Lots of work recently on getting the Migration build and schema progressing. Currently, I have a process (in ~/production/utilities/migration) that migrates all of the TEI data from the trunk/ directory, re-organizing and normalizing where possible; this includes:
- The personography is now split into alphabetical files (personography_a, et cetera); kept whole, the personography takes forever to validate on the best of machines, so this will allow better working conditions. Plus, in whatever interface we eventually create, the index of people will necessarily need to be split into alphabetical files for browsing etc.

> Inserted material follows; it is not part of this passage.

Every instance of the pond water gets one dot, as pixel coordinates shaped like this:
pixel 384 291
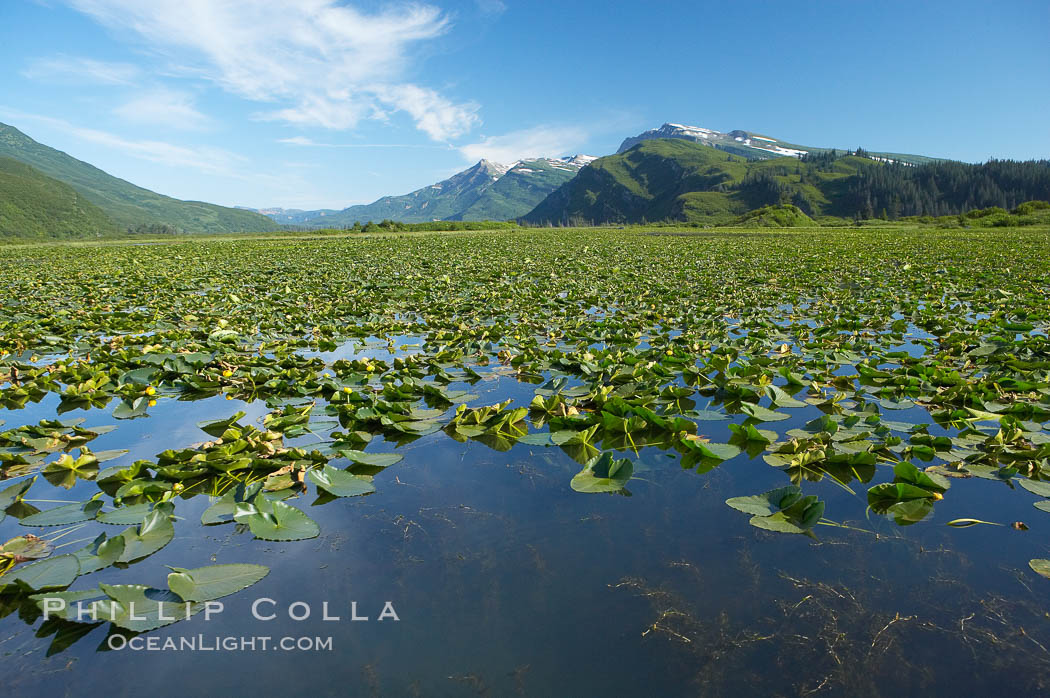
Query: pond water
pixel 506 582
pixel 900 380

- The RADish files are now broken into smaller bits, with special processing-instructions in the fonds list that explain the lower-level items that nested within a fonds; this will make working in these files simpler, too.

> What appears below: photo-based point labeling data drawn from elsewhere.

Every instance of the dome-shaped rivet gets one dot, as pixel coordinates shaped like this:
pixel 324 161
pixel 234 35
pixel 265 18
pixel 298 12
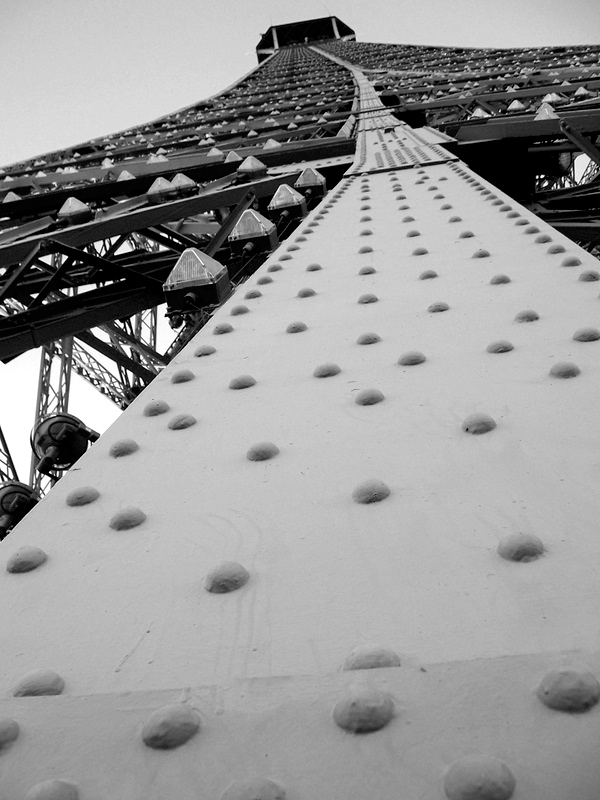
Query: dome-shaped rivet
pixel 478 424
pixel 227 577
pixel 369 397
pixel 242 382
pixel 170 726
pixel 364 711
pixel 479 778
pixel 371 492
pixel 501 346
pixel 53 790
pixel 123 447
pixel 254 789
pixel 368 338
pixel 326 370
pixel 38 683
pixel 127 518
pixel 569 690
pixel 156 407
pixel 182 421
pixel 411 359
pixel 522 547
pixel 371 657
pixel 9 731
pixel 182 376
pixel 564 369
pixel 225 327
pixel 262 451
pixel 26 559
pixel 436 308
pixel 296 327
pixel 82 496
pixel 586 335
pixel 208 349
pixel 527 316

I've also started work on a new schema. After discussion with GL and SA, I think the best approach will be to create a harmonized schema that's written from scratch but embeds all of the previous work done by MH, SA, and GL on the various cluster schemas.

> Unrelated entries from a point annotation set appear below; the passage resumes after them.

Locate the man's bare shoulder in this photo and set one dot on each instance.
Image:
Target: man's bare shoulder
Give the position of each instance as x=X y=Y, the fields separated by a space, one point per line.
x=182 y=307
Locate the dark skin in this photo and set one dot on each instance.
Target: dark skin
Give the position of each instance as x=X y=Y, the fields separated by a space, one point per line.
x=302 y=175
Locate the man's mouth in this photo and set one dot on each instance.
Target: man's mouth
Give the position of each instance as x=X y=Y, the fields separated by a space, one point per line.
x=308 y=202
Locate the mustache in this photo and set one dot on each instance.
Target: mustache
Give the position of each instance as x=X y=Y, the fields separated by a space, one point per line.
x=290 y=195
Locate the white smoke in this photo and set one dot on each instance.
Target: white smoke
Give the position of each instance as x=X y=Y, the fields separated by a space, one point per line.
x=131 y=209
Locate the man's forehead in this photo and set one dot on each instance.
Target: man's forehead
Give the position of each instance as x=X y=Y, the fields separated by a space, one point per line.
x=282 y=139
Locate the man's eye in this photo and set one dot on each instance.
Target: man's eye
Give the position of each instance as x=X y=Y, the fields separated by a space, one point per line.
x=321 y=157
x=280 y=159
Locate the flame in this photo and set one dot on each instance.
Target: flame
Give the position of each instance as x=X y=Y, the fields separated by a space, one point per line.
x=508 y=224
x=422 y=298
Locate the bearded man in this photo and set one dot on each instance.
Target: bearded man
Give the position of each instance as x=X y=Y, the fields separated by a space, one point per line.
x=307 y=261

The approach I've taken is to create a new schema (production/data/schema/LOI.odd) that will now serve as the master ODD file. I've included all the modules we need and am slowly working my way through extending the schema where necessary. There's a few departures from the TEI schema: item can be a root element (see above), list can thus be empty (insofar as it is populated just with processing instructions), address can be mixed content, and that seg/@subtype can be data.enumerated rather than a single token. The last two were additions in the loiDirectories.odd, which I'll need to talk with MH about. Address having mixed content is everywhere in the directories, so I think that's a good rule to retain, but enumerated subtypes only appear a handful of times, so there might be a better solution here.
There's lots left to do here and many decision to be made, but the work is progressing steadily; I've also made a spreadsheet for SA and GL that attempts to account for and organize the various datasets so we can strategize on how to bring everything into coordination.